Quirk's research focused on crown gall oxidation phenomena and culture mediums used in pathogenic analyses, working alongside Nellie A. Brown. Her original job titles at the laboratory consisted of "laboratory aide" and "scientific assistant". While a lab assistant, Quirk had three of her own assistants who helped her prepare growth media. She also invented a new apparatus to help measure amounts of media more accurately and without funnels.

In 1923, she worked with Edna H. Fawcett to publish a paper concerning the hydrogen-ion concentration in culture mediums. Their joint research considered "the approximate ranges of growth (acid-alkaline) of more than 24 bacteria pathogenic to plants."

From 1928 to 1948, Quirk was the head of the laboratory. At the Symposium on Bacterial Dissociation and Life Cycles of the Society of American Bacteriologists, Quirk presented "A Five-fold Technic for Producing the Filterable Form of Bacillus phytophthorus," showcasing her skills in bacteriology.

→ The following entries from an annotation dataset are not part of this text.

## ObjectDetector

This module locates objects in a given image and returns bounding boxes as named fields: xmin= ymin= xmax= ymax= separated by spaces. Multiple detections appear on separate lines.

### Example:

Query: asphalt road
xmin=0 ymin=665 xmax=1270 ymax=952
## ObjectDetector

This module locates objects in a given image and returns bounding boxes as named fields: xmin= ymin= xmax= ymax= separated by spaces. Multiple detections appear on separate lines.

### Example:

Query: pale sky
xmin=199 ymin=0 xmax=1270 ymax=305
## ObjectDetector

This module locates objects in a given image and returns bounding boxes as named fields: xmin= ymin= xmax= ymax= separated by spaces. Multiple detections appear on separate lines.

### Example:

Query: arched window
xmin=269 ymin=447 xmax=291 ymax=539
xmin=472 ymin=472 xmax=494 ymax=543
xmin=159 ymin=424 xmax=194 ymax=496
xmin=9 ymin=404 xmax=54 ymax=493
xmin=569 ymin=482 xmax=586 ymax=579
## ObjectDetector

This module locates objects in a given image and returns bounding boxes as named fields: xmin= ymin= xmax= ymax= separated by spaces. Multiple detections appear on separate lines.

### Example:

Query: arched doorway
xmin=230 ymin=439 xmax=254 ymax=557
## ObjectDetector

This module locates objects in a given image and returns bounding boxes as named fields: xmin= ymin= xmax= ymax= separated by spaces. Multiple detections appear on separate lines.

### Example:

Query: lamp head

As a bacteriologist with experience, Quirk would share out different culturing techniques, like a formula for potato agar and a novel growth medium.

Research materials from Quirk's career are preserved in the Smithsonian Institution Archives, offering insight into her work in plant pathology.

In addition to her scientific achievements, Quirk spent her time in Washington, DC actively participating in the women's suffrage movement.

==Selected publications ==
- Quirk, A.J. & Fawcett, E. H. (1923). Hydrogen-ion concentration vs. titratable acidity in culture mediums.
- Quirk, A.J. & Smith, E.F. (1926). A Begonia Immune to Crowngall: With Observations on other Immune or Semi-Immune Plants
- Brown, N. A., & Quirk, A. J. (1929). Influence of bacteriophage on Bacterium tumefaciens, and some potential studies of filtrates.
- Quirk, A.J. (1931). Pure Smooth and Rough Colony Types at Will: Science Vol. 74 Friday, November 6, 1931, No. 1923
- Quirk, A.J. (1934). The Correlation of Animal and Plant Bacterial Behavior and Imposed Culture Aledium Environment. Journal of Bacteriology 1934 (J. Bacteriol. 1934, 27(1):22.)